Depuis 2014, la Russie a secrètement transféré quelque 300 millions de dollars à des partis politiques étrangers, des dirigeants et des hommes politiques dans plus de vingt pays pour exercer son « soft power ». Des chiffres sous-estimés par rapport à ceux que Poutine a effectivement dépensés pour étendre son influence et influencer les responsables locaux, comme l’a souligné un haut responsable de l’administration Biden lors d’une conférence téléphonique, dans laquelle le département d’État a voulu alerter les ambassades américaines dispersées à travers le globe en Ingérence russe. Le câble, signé par le secrétaire d’État Antony Blinken, est basé sur des informations de renseignement relatives aux stratégies mises en œuvre par la Russie pour créer un réseau de consensus et de soutien autour de Moscou. Le document ne mentionne pas spécifiquement les objectifs de Moscou, mais indique clairement que les États-Unis fournissent des informations classifiées à des pays spécifiques.
Le réseau créé par Moscou pour soutenir les individus et les causes aurait impliqué des think tanks en Europe et des entreprises publiques en Amérique centrale, en Asie, au Moyen-Orient et en Afrique du Nord. En particulier, selon le Washington Post, un membre de l’administration américaine a souligné que le président russe Vladimir Poutine a dépensé des sommes colossales « pour tenter de manipuler les démocraties de l’intérieur ». Le journal a demandé, sans l’obtenir, un commentaire de l’ambassade de Russie à Washington. A l’honneur, notamment, les activités russes en Ukraine : la source consultée par le WP n’a pas précisé combien d’argent Moscou a dépensé dans le pays dirigé par le président Volodymyr Zelensky et envahi en février par les forces russes.
Les États-Unis ont partagé les informations recueillies avec les pays concernés, déchaînant l’Europe et l’Italie, de plus en plus proches des élections du 25 septembre. Les informations n’indiquent pas de « cibles » russes précises et ce n’est en tout cas pas la première fois que les services de renseignement américains dénoncent une campagne d’influence financée par des partis nationalistes, anti-européens et d’extrême droite qui représentent environ 20 % de l’Union européenne Parlement. Selon un article paru dans le journal britannique Telegraph en 2016, les agences de renseignement américaines avaient collecté des informations qui montreraient comment le Kremlin influençait certains partis politiques en Europe. Le Congrès américain avait confié la tâche de contrôler les financements russes des 10 dernières années aux partis européens du National Intelligence dirigés à l’époque par James Clapper, une mission toujours en cours. Même alors, les partis impliqués n’ont pas été divulgués, mais les forces politiques en France, aux Pays-Bas, en Hongrie, en Autriche, en République tchèque et en Italie se sont retrouvées dans le collimateur des médias, la Ligue de Matteo Salvini niant toute implication à l’époque.
Le lien entre la Russie et les mouvements eurosceptiques fait depuis longtemps l’objet d’études : en 2013, l’Eurasian Intelligence Center a publié une liste de partis anti-européens, à tendance xénophobe et antilibérale, qui entretiennent des relations avec Moscou. Dans la liste figurent l’UKip (Royaume-Uni), à l’époque du Brexit, l’AfD et le Parti national démocrate (Allemagne), le Jobbik (Hongrie), l’Aube dorée (Grèce) et le Front national (France) de Marine Le Pen, quête qu’elle était forcée lors de la dernière campagne électorale de jeter plus d’un million d’exemplaires imprimés – mais pas encore distribués – d’une brochure électorale qui la représentait serrant la main du tsar.
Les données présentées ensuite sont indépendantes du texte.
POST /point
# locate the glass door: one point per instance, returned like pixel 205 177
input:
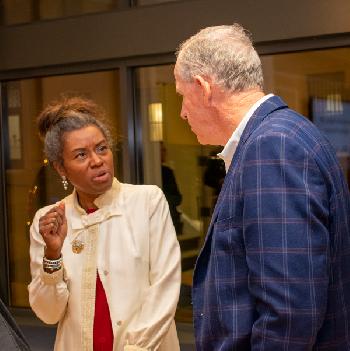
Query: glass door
pixel 189 174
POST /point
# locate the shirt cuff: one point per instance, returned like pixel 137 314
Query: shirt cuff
pixel 134 348
pixel 52 278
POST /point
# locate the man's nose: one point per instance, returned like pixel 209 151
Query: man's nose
pixel 183 114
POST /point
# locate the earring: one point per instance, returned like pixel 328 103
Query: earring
pixel 64 183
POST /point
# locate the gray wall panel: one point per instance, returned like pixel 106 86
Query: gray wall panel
pixel 159 29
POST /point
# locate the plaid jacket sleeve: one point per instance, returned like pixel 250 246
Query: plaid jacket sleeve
pixel 286 240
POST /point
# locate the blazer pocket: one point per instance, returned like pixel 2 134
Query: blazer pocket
pixel 226 224
pixel 227 236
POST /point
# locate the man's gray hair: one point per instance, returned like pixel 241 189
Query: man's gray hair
pixel 223 53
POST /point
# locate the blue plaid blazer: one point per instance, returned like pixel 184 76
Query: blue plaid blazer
pixel 274 271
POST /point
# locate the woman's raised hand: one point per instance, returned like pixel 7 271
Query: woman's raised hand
pixel 53 229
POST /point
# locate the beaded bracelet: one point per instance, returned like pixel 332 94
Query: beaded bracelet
pixel 52 265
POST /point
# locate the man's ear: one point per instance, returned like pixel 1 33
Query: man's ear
pixel 59 168
pixel 205 85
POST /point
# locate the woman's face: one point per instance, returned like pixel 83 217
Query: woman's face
pixel 87 161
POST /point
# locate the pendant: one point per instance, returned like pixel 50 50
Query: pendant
pixel 77 246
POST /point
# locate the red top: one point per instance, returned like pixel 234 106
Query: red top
pixel 103 332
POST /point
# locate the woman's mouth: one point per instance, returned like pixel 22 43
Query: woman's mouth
pixel 101 177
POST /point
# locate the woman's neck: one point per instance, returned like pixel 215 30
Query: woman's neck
pixel 86 201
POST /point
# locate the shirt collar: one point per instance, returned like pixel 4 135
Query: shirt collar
pixel 230 148
pixel 109 204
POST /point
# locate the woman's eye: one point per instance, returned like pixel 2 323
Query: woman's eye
pixel 101 148
pixel 80 155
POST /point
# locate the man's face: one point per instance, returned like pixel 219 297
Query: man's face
pixel 198 114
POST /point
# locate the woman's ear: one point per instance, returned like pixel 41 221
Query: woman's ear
pixel 206 88
pixel 59 168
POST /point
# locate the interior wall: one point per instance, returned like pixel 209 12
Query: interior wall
pixel 159 29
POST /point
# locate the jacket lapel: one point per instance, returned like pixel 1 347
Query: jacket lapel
pixel 267 107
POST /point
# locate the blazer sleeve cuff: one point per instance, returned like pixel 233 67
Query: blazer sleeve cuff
pixel 134 348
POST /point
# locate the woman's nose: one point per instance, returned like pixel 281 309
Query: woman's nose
pixel 95 160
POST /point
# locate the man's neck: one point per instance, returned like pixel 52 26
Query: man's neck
pixel 234 107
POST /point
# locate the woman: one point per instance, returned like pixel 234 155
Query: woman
pixel 105 261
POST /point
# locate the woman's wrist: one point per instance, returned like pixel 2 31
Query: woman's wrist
pixel 52 254
pixel 51 266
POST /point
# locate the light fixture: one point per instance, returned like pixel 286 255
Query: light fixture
pixel 155 114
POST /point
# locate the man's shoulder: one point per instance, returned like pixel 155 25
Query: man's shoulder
pixel 293 127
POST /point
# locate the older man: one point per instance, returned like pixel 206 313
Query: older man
pixel 274 271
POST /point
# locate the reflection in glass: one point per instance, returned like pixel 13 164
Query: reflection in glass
pixel 179 164
pixel 24 11
pixel 316 84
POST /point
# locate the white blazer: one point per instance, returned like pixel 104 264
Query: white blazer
pixel 130 240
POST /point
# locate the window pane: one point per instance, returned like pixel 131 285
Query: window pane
pixel 31 183
pixel 189 174
pixel 24 11
pixel 316 84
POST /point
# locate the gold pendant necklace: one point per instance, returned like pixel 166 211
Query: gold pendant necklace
pixel 77 246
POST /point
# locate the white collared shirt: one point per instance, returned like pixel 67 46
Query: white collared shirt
pixel 230 148
pixel 131 242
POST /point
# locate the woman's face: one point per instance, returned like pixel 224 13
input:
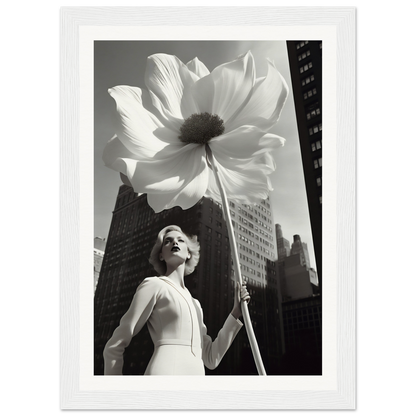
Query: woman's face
pixel 174 247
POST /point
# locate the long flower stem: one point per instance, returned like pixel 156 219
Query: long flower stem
pixel 233 244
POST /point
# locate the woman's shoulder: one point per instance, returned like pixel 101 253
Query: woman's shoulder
pixel 149 282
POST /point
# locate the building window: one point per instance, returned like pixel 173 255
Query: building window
pixel 305 68
pixel 304 55
pixel 316 145
pixel 313 113
pixel 315 129
pixel 308 80
pixel 301 44
pixel 309 94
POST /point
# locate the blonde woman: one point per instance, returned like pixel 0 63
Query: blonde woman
pixel 173 316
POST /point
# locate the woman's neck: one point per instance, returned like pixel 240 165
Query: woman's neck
pixel 177 275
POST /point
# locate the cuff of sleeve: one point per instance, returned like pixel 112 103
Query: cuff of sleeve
pixel 235 320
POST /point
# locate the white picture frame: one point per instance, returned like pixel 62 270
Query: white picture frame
pixel 338 390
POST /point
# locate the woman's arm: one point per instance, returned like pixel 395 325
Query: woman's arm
pixel 130 324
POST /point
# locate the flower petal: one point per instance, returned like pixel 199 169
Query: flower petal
pixel 169 80
pixel 242 185
pixel 226 88
pixel 136 126
pixel 198 68
pixel 265 103
pixel 177 176
pixel 244 142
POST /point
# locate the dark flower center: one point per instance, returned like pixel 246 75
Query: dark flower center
pixel 201 128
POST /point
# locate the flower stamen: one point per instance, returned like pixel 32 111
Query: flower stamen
pixel 201 128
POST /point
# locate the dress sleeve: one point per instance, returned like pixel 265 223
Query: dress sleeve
pixel 214 351
pixel 131 323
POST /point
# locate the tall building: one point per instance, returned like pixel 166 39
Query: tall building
pixel 133 231
pixel 305 60
pixel 298 247
pixel 302 323
pixel 256 241
pixel 99 248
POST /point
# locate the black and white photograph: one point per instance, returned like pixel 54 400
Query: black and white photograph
pixel 195 185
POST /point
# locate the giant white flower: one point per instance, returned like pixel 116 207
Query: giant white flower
pixel 162 133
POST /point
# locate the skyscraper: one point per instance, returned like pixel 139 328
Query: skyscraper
pixel 283 245
pixel 133 231
pixel 305 61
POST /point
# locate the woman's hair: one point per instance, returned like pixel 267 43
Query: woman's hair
pixel 191 242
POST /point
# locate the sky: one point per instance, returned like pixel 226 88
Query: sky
pixel 123 63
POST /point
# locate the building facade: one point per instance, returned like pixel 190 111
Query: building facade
pixel 99 248
pixel 133 231
pixel 305 60
pixel 302 325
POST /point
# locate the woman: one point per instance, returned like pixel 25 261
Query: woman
pixel 173 316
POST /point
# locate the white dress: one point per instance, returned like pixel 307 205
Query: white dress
pixel 179 335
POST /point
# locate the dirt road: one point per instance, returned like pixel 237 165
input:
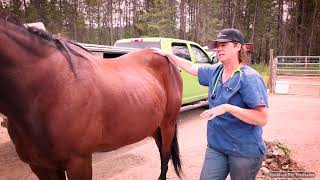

Un cas sensationnel s’est produit en 2019 en Autriche lorsque le journal Der Spiegel a publié une vidéo datant de deux ans plus tôt, qui relatait la conversation entre Heinz-Christian Strache – chef du parti d’extrême droite – et la nièce d’un oligarque russe, à propos de le financement et le soutien médiatique de la campagne électorale en échange de marchés publics : un scandale qui a conduit à la méfiance envers le gouvernement – dont Strache était vice-chancelier – et à de nouvelles élections. Le 10 mars, le Parlement européen a adopté une résolution interdisant l’ingérence étrangère dans la politique européenne, ciblant les financements de la Russie (mais aussi de la Chine). Cependant, il existe des lacunes législatives dans un tiers des États de l’Union pour autoriser cette pratique, tandis que là où l’interdiction est prévue, il existe des lacunes qui permettent de transférer des fonds, en masquant leur origine.